I tried the Alias directive mentioned in the Apache Short URL manual

I've tried Mark's code:

    # Redirect virtual wiki path to physical wiki path. There
    # can be no wiki accessible using this path.
##### REPLACE THE FOLLOWING LINE
#    RewriteRule ^(?!mediawiki(?:/|$))[^/]+(?:/(.*))?$ mediawiki/$1

    RewriteCond "%{REQUEST_FILENAME}" !-f
    RewriteCond "%{REQUEST_FILENAME}" !-d
    RewriteRule ^([^/]+)$ /$1/ [R=301]

    RewriteCond "%{REQUEST_FILENAME}" !-f
    RewriteCond "%{REQUEST_FILENAME}" !-d
    RewriteRule ^mediawiki/([a-zA-Z-]+)/(.*) mediawiki/$2?MEZAWIKI=$1 [PT,QSA,E=WIKI:$1]

    RewriteCond "%{REQUEST_FILENAME}" !-f
    RewriteCond "%{REQUEST_FILENAME}" !-d
    RewriteRule ^([a-zA-Z-]+)/(?!mediawiki/)(.*) mediawiki/index.php/$3?MEZAWIKI=$1 [PT,QSA,E=WIKI:$1]

Note that in Mark's last rule, the $3 should actually be $2 because the the look-ahead assertion is a non-capturing pattern.

Mark's essential code (not related to wikiId or Parsoid -- which are also important) includes changing a line in LocalSettings.php too: namely changing $wgScriptPath to be defined as the physical installation path from Document Root

$wgScriptPath = "/mediawiki/$wikiId"; 
$wgArticlePath = "/$wikiId/$1";
$wgUsePathInfo = true;
freephile commented 5 years ago

I finally did get an example working. Will submit a patch for review.

revansx commented 5 years ago

what was the trick? I've been running Mark's code for a year at it has seemed fine. What was wrong with Mark's code?

jamesmontalvo3 commented 5 years ago

You’ve been running on a fork for a year? Why not submit the change?

revansx commented 5 years ago

I don't understand. I thought the change was submitted and we're all waiting for it to be accepted in meza. What am I missing? is the pull request not there? if not, I'll submit it.

jamesmontalvo3 commented 5 years ago

I'm not aware of any PR that passes tests being submitted. Requirements for any PR:

  1. Must pass tests
  2. Must work for "path" style URLs, e.g. https://example.com/wiki_id. This was in word by @hexmode in #983 but it never passed tests
  3. Ideally would work for "domain" style URLs, e.g. https://wiki_id.example.com. However, these type of URLs are not supported in Meza yet, but @freephile has made it work in his fork (though his fork breaks path style URLs IIRC). Ref #1117 and #1118.
  4. Ideally would be backwards compatible with old links that include index.php. In other words, if someone has a bookmark to https://example.com/wiki_id/index.php/My_awesome_page it should still work even though the wiki would prefer https://example.com/wiki_id/My_awesome_page.
revansx commented 5 years ago

ok, well.. the "must pass tests" is a criteria I don't know how to meet. Are points 2-4 the test?
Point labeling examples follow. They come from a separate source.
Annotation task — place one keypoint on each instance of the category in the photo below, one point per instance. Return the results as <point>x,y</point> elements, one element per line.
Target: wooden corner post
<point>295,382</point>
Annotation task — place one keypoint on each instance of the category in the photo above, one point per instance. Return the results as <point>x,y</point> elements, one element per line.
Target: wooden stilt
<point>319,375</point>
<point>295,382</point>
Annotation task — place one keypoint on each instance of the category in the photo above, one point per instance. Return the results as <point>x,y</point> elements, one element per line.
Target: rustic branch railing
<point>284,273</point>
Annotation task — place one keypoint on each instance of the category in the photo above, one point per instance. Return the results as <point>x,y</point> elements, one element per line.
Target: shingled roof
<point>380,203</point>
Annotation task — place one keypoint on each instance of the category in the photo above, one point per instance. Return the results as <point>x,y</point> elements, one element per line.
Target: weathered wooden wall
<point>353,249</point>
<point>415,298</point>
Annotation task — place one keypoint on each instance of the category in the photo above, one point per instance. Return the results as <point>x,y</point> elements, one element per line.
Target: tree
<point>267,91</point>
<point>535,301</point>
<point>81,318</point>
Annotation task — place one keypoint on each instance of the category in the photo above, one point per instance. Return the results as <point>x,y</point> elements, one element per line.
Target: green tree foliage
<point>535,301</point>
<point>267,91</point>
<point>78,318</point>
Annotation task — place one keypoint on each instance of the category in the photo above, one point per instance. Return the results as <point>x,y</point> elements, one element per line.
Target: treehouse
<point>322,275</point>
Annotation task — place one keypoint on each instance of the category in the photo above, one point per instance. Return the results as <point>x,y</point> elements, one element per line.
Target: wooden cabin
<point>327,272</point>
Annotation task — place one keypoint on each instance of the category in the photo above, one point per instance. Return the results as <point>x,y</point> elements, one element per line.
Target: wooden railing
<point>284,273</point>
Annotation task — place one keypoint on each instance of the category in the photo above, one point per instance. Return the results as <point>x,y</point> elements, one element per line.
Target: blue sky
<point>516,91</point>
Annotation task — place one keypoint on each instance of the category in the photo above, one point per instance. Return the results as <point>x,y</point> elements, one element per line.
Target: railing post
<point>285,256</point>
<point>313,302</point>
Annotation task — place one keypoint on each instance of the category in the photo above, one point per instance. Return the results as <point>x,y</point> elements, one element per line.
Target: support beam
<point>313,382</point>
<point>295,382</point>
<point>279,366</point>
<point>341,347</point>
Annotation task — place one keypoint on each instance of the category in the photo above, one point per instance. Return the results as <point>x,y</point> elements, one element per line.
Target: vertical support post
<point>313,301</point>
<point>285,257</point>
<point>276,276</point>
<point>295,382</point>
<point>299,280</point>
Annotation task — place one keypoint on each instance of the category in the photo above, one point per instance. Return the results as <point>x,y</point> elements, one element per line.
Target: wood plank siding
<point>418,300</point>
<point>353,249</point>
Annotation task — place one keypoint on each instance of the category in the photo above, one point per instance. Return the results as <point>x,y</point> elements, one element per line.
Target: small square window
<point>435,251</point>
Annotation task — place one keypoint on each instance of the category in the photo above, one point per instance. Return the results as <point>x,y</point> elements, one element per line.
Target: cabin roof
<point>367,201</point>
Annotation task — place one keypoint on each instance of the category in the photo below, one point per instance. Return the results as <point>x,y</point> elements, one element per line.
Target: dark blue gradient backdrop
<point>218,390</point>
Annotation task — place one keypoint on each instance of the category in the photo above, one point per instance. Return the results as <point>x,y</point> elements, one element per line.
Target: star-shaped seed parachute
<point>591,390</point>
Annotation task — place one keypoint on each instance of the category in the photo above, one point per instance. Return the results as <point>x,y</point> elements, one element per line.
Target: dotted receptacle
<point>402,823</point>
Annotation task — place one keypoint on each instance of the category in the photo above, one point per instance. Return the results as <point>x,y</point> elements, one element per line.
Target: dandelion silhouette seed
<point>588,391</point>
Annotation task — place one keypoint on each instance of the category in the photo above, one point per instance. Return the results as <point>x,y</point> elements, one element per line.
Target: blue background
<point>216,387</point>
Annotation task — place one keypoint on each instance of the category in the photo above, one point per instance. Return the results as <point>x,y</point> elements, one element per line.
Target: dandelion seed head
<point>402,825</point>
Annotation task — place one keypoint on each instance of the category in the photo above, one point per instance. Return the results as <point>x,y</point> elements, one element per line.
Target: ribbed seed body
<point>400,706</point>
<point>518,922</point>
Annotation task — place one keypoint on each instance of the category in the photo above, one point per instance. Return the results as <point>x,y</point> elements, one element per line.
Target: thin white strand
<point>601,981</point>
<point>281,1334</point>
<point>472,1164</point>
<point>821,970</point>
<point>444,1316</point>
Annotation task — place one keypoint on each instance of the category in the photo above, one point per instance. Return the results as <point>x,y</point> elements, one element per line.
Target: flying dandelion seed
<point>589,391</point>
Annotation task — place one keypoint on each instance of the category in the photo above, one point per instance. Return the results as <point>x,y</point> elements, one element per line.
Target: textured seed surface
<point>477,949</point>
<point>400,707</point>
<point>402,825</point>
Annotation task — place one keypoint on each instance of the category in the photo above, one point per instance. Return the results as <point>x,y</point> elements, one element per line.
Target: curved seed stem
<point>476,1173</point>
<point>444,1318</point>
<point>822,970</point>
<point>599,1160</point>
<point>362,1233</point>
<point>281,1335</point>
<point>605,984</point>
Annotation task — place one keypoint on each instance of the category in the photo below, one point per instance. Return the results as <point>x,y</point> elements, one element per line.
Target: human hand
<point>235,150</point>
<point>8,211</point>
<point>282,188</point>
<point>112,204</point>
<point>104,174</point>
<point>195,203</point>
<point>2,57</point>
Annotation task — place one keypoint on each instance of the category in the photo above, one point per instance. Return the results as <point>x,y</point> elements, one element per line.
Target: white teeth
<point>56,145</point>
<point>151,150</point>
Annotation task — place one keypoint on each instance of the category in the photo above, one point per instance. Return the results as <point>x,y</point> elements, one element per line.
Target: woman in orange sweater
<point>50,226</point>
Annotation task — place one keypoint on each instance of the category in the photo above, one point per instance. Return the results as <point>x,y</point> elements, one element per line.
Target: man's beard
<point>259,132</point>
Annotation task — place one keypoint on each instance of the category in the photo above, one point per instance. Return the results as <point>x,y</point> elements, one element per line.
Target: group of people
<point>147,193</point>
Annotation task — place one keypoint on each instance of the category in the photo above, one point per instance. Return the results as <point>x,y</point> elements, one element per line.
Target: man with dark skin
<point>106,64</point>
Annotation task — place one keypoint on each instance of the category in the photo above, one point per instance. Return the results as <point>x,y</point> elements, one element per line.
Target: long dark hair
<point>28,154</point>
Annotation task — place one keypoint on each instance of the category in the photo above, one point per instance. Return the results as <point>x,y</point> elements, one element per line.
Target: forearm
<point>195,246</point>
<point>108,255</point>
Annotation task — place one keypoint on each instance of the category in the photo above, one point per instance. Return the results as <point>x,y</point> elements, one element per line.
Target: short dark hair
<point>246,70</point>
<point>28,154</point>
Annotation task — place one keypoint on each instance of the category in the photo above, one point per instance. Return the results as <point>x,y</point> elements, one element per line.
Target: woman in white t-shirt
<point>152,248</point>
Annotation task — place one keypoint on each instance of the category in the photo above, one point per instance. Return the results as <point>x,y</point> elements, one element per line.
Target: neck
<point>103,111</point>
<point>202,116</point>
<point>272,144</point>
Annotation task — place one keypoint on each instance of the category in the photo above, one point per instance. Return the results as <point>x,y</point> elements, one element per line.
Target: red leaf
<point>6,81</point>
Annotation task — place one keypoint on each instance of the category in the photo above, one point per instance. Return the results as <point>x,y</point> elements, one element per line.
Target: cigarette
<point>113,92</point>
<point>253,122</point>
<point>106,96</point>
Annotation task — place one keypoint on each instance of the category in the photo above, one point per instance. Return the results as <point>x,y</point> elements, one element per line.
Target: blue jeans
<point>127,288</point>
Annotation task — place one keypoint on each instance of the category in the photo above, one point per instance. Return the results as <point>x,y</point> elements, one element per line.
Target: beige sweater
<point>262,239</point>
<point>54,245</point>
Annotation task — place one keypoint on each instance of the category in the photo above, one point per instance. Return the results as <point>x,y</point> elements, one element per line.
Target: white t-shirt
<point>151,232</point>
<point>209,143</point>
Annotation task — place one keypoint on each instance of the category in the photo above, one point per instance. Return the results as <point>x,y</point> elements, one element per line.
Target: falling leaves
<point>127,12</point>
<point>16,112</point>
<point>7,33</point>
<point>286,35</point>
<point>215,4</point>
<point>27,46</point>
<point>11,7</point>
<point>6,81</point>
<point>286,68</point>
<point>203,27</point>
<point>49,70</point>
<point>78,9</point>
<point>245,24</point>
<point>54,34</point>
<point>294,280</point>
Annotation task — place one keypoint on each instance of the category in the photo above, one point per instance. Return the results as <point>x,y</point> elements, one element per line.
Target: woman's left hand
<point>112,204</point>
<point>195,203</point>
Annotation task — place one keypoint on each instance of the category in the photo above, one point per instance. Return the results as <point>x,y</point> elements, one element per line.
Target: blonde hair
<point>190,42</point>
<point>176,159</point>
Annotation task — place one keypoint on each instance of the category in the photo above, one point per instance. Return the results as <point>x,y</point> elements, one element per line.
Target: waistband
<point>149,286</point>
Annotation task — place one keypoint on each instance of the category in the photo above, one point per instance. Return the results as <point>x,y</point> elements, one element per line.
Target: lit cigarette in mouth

jamesmontalvo3 commented 5 years ago

Every pull request runs automated tests. If they fail then the pull request shows something like this:

image

If you click "details" next to the failed test you end up at Travis CI, which is what runs our tests. Here's an example of failing tests: https://travis-ci.org/enterprisemediawiki/meza/builds/530824771?utm_source=github_status&utm_medium=notification

Code that breaks tests can't be merged.